A number of questions together form a questionset. A questionset is ultimately single page of questions. Questions in the same questionset are shown on the same page.
QuestionSets also have checks, with the same options as Questions. There's only one difference, required and requiredif don't do anything.
A questionset which contains no visible questions (as defined by shownif) is skipped.
Contains the answer to a question. The value of the answer is stored as JSON.
A questionnaire is a group of questionsets together.
In Poll mode, the landing url links a Questionnaire to an Object and a User to a Subject. This is useful if you have a database of things you want to ask questions about.
Version 4.0 does not support migration of 1.X data files.
2.0 was the result of the work we put into Seantis questionnaire for our second project with it. We did this project without the help of the questionnaire's creator and were pretty much on our own during that time.
Here's what we think we learned:
More than anything else ed.questionnaire should be thought of as a framework. Your site has to provide and do certain things for the questionnaire to work. If your site is a customized questionnaire for a company with other needs on the same site you will end up integrating code which will call questionnaire to setup runs and you will probably work through the answer records to provide some sort of summary.
If it was a library you could just work with a nice API, which does not exist.
We used a fair amount of checks in both questionset and questions to control a complex questionnaire. We offloaded the complexity of the questionnaire into an Excel file defined by the customer and generated checks to copy that complexity into our application.
Though this approach certainly works fine it does not give you a good performance. The problem is, if you have hundreds of questions controlled by runinfo tags, that you end up with most CPU cycles spent on calculating the progress bar on each request. It is precisely for that reason that we implemented the QUESTIONNAIRE_PROGRESS setting (you can learn more about that by looking at the example settings.py).

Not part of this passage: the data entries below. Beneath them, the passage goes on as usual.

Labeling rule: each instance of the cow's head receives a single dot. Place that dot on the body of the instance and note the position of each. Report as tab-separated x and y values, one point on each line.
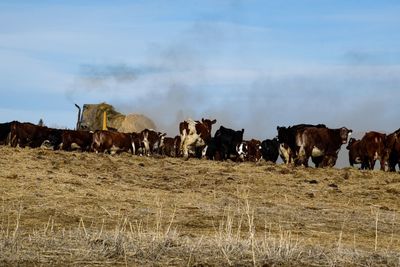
208	123
351	142
282	134
242	150
344	134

We managed to keep our rendering time low by doing the progress bar using AJAX after a page was rendered. It is only a workaround though. Calculating the progress of a run in a huge questionnaire remains a heavy operation, so for really huge questionnaires one might consider removing the progress bar altogether. There is still some optimization to be made, but it essentially will remain the slowest part of the questionnaire, because at the end of the day interpreting loads of checks is not something you can do in a fast way, unless your name is PyPy and your programmers are insanely talented.
There are a few that do some simple testing, but more are needed. More tests would also mean that more refactoring could be done which would be nice, because there certainly is a need for some refactoring.
Django admin is a nice feature to have, but we either don't leverage it well enough, or it is not the right tool for the questionnaire. In any case, if you are expecting your customer to work with the questionnaire's structure you might have to write your own admin interface. The current one is not good enough.
Version 4.0 has not been tested for compatibility with previous versions.
- Broken back links have been fixed. The application works in session mode and non-session mode.
- We've updated to Bootstrap 3.3.6 and implemented label tags for accessibility
- "landings" have been added so that survey responses can be linked to arbitrary models in an application. template tags have been added that allow questions and answers to refer to those models.
- question types have been added so that choices can be offered without making the question required.
- styling of required questions has been spiffed up.
- export of response data has been fixed.
- compatibility with Django 1.8. Compatibility with other versions of Django has not been tested.
- refactoring of views
- documentation has been updated to reflect Django 1.8.